With Miguel Cabrera approaching his 3,000th hit, his career is being viewed more beginning-to-end than normal, as is always the case around retirements and milestones. The crowning achievement, of course, is that 2012 Triple Crown. Right?
The Triple Crown is a funny thing, and it was funny in 2012, when we were really in the thick of baseball’s transition from traditional metrics—ones whose meaning was widely-known—to advanced metrics—ones more descriptive of players’ true ability and value. Those latter metrics say Cabrera was actually better in 2013. 8.6 fWAR, compared to 7.3 in 2012. 193 wRC+, compared to 166 in 2012. “But it was the Triple Crown!” some cry.

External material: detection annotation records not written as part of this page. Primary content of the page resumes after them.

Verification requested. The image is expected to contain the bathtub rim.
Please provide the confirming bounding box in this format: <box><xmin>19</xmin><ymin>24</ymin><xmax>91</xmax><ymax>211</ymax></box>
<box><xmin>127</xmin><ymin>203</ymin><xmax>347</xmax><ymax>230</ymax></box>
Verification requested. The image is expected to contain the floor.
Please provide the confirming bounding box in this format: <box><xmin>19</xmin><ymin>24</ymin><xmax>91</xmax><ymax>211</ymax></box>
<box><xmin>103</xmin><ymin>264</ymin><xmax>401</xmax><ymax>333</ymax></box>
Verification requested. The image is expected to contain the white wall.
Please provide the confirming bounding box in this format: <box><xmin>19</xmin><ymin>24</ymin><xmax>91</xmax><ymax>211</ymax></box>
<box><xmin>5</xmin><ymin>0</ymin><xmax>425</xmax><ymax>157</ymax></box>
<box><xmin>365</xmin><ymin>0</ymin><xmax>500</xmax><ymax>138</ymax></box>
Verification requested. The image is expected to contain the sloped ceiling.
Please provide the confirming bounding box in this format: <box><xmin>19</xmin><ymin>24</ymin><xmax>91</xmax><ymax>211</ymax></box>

And they are right.
Among other things, the Triple Crown is a good gut check. If someone wins the Triple Crown in baseball—something only Cabrera has done in the last 55 years—and your reaction is to “well, actually” it, you have jumped the statistical shark. The Triple Crown is cool. And it’s not meaningless.
Yes, you can have better years and not win the Triple Crown. That’s not the argument here. Cabrera’s 2013 was more impressive. Cabrera’s 2012 was more special. The Triple Crown is a phenomenal individual feat, but it’s also a connection to history. Plenty of people have had great seasons. Only Cabrera, Carl Yastrzemski, Frank Robinson, Mickey Mantle, and Ted Williams have won the Triple Crown since players returned from the European and Pacific Theaters.
We also, at times, go too far in our dismissal of two legs of the Triple Crown (thankfully, our historic agreement that home runs are great has gone unchallenged but for Joe Morgan [RIP] being given access to too many television screens in the 2000’s). Batting average and RBI aren’t the most telling stats, either about a player’s ability or their impact, but they’re not meaningless. In 2021, the correlation coefficient between batting average and the offensive component of fWAR was 0.59. That’s a reasonably strong positive correlation. The correlation coefficient between RBI and FanGraphs’s Win Probability Added was 0.60. Also a reasonably strong positive correlation (graphs at the bottom on those, by the way). RBI gets at the idea of situational impact—how much a player meant to their team offensively. Batting average gets at the idea of performance in a vacuum—how good a player was. Neither are perfect, but honestly, they’re pretty impressive given how long they’ve been around. There’s nothing wrong with batting average or RBI, as stats. The Major League batting average leader last year, Trea Turner, who hit .328, was sixth in the offensive component of fWAR. The Major League RBI leader, Salvador Perez, was ninth in WPA. Coincidentally, Turner and Perez are two of the game’s most fun players. They’re two of the biggest stars of the sport. Batting average and RBI aren’t great stats, but they’re good numbers, especially because a casual fan knows that .328 is good and that 121 RBI is a lot of RBI.
It’s good and fine and fun to look for new stats, and to embrace new stats, and to try to understand the game better. But just because those reluctant to accept truth in Billy Beane’s heyday were often jackasses about it doesn’t mean we should wholly reject batting average and RBI. It especially doesn’t mean we should reject the Triple Crown.